The study, “Human reactions to rape culture and queer performativity at urban dog parks in Portland, Oregon,” was submitted to Gender, Place, and Culture: A Journal of Feminist Geography by Helen Wilson, who claimed to hold a PhD in Feminist Studies. 

However, a Campus Reform investigation revealed that no Feminist Studies PhD program in the United States has any record of Helen Wilson, and discovered that the research institute that Wilson claimed to work with appears to have never existed. 

[RELATED: Academic journal duped by author of ‘dog rape culture’ article]

During a phone call, a spokeswoman for the journal admitted that Wilson’s research notes were not reviewed during the peer-review process.

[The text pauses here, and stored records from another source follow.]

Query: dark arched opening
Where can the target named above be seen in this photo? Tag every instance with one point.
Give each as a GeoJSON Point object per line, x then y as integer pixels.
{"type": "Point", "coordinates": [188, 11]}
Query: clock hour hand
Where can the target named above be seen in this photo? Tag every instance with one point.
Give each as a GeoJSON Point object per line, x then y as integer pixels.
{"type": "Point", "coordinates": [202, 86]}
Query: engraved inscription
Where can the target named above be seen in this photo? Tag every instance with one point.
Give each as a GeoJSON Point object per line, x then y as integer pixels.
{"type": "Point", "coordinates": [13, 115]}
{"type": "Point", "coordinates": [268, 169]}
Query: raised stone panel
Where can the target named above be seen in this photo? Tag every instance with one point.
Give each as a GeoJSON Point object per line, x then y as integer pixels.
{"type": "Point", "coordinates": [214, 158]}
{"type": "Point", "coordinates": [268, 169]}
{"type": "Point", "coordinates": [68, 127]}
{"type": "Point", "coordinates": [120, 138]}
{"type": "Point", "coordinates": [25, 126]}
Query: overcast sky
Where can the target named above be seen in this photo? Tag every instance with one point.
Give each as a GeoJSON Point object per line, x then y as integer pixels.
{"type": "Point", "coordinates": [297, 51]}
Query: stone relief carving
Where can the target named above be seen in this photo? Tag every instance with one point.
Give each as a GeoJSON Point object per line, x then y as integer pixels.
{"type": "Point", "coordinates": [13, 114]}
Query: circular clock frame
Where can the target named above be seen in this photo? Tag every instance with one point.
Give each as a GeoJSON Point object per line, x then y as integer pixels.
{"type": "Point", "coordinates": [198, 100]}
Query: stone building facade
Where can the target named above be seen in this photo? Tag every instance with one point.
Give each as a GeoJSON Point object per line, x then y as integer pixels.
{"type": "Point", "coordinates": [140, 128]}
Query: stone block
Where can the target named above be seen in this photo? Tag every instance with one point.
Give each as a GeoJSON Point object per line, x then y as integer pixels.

She also conceded that there’s no way to know whether Wilson actually conducted the 1,000 hours of research she claimed to have done. 

Helen Wilson—for her part—has declined to confirm anything on the record. 

Two weeks after Campus Reform’s investigation, though, the journal posted a disclaimer on Wilson’s article noting a suspected breach of the publishing agreement, which requires authors to confirm that they have not “misappropriated anyone's identity, including your own.”

Nevertheless, the article remains available for purchase for $260, and there’s no sign the journal will stop selling it anytime soon. The journal’s press office declined to clarify whether it is financially benefiting from the study, but did confirm that they are looking into the issue. 

[RELATED: Publisher questions credibility of Portland dog park article]

Other articles also go for the same price. Most recently, the journal published an article titled “Trans Objects: materializing queer time in US transmasculine homes” and another titled “I am not a feminist but… women’s activism in post 1991 Albania.” 

As is typical with academic publishing, Wilson herself does not earn any royalties from the journal Gender, Place, and Culture, regardless of how many times her article is purchased or viewed. 

In 2017, the journal’s publisher earned upwards of €530 million—$600 million—in revenue from its academic journals, according to a company press release issued in February.

This is an ongoing story, and will be updated with new developments.